Many who suffer from varicose veins think there is no cure for this problem. But this is a misconception.

There are several instances of people silently suffering from varicose veins unable to find a cure or learn how to handle them. Also, when the pain and disease recurs despite treatment, patients are under the impression that varicose veins are not curable. But this is a misconception.

Payal Shah, who lives in the U.S., had suffered from varicose veins for five years. She tried several treatments but found only temporary relief. While travelling to India, on the 14-hour flight, she experienced tremendous discomfort and pain in her legs and her ankle was red, swollen and painful. Soon her ankle was a pool of blood; a varicose vein had ruptured and was bleeding heavily. The first-aid on flight controlled the bleeding and on landing, she was brought to hospital. The bleeding varicose veins were treated with a combination of laser and sclerotherapy treatments, where the affected vein was destroyed from within. The results were very effective; not only did bleeding stop within 24 hours, but Payal also found a permanent cure.

The problem

What are varicose veins? Why do they occur? Varicose veins are swollen and enlarged veins, which are usually blue or dark purple and may appear lumpy, bulging, or twisted in appearance. They can occur in any part of the body but generally appear on the legs.

With awareness being low, patients are often unaware of advanced treatments that can give permanent relief. Often patients tend to take what they do with fever. Take a Crocin for the pain. This does not help treat the underlying main cause. If left untreated for long, varicose veins can cause long-term damage. The patient may not be able to walk in the long run, or the vein may burst and cause bleeding and wounds that may not heal.

Varicose veins develop when the small valves inside the veins stop working properly.
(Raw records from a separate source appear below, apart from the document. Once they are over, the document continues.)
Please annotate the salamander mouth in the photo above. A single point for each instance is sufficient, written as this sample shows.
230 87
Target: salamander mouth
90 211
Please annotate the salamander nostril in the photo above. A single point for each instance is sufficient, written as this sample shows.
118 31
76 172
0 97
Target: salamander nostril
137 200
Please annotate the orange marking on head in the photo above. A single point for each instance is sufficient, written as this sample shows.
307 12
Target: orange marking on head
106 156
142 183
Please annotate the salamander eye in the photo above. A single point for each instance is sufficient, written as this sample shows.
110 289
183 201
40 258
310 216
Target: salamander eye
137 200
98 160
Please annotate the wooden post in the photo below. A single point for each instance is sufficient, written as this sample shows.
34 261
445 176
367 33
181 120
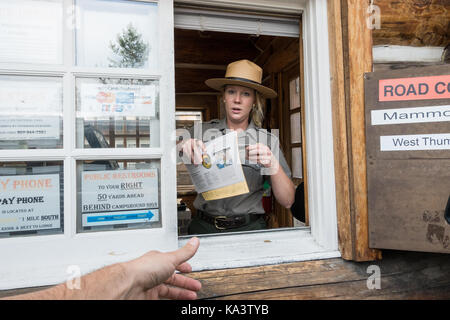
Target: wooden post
351 57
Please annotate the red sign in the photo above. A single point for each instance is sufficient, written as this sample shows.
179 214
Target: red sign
419 88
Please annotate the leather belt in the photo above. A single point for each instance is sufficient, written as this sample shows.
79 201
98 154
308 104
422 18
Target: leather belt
224 222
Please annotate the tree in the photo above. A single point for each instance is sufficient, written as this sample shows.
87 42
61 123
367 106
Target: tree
130 48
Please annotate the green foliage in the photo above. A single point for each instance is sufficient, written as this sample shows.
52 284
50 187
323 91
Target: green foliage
130 48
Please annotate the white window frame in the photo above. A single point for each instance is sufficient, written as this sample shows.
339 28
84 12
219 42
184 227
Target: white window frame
320 240
44 260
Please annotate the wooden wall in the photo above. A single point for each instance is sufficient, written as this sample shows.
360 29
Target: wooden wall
413 23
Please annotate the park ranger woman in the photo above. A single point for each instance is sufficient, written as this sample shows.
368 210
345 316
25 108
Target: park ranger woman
243 98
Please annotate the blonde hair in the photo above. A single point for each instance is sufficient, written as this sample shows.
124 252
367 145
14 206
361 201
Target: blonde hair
257 113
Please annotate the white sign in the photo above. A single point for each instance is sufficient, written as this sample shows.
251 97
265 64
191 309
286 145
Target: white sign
120 217
411 115
30 97
117 100
415 142
30 202
25 128
31 31
130 191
In a healthy vein, blood flows smoothly back to the heart and is prevented from flowing backwards by a series of tiny valves, which open and close to let blood through. If these valves weaken, or are damaged, the blood flows backwards, and collects in the vein, eventually causing it to be varicose.

There are several reasons why they might just suddenly appear. Varicose veins tend to be hereditary. If your mother or grandmother had them during pregnancy, you can probably get them too. The good news is that they tend to get better after delivery.
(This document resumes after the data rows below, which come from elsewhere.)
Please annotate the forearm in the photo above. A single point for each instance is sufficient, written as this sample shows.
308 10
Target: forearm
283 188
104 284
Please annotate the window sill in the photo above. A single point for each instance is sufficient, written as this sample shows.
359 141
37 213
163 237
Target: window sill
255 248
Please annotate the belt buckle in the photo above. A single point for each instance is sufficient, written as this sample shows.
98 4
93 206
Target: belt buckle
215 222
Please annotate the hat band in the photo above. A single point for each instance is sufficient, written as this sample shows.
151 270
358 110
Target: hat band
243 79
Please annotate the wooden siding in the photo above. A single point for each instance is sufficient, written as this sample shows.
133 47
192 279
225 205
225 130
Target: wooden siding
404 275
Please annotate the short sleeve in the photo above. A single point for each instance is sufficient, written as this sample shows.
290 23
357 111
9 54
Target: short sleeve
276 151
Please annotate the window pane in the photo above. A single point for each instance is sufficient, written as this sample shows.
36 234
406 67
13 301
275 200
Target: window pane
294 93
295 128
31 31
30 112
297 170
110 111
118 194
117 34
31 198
In another case, a 31-year-old store manager working on his feet most of the day suffered from ulcer that would not heal for a few years. Nothing worked despite several kinds of treatment. Finally he too was treated with a combination of laser and surgical treatment, which is the best form of treatment for young patients. He recovered completely in four weeks.

Treatment options

So what are the most effective treatments available? The type of treatment depends on your general health and the size, position, and severity of your varicose veins. The most effective method is endovenous laser along with hook phlebectomy. Other available treatments include use of compression stockings, sclerotherapy, which is usually suitable for people who have small to medium-sized varicose veins. This involves a special chemical being injected into the veins that works by scarring the veins and then seals them closed. Surgery may be required when large varicose veins need to be removed,

The other option is endovenous laser treatment where a narrow tube, known as catheter, is inserted into the vein using an ultrasound scan. A tiny laser is then passed through the catheter and positioned at the top of the varicose vein. It emits short bursts of energy, heating the vein up and sealing it closed. The laser is slowly pulled along the vein using the ultrasound scan as a guide, allowing the entire length of the vein to be closed.

The author is a Mumbai-based vascular surgeon.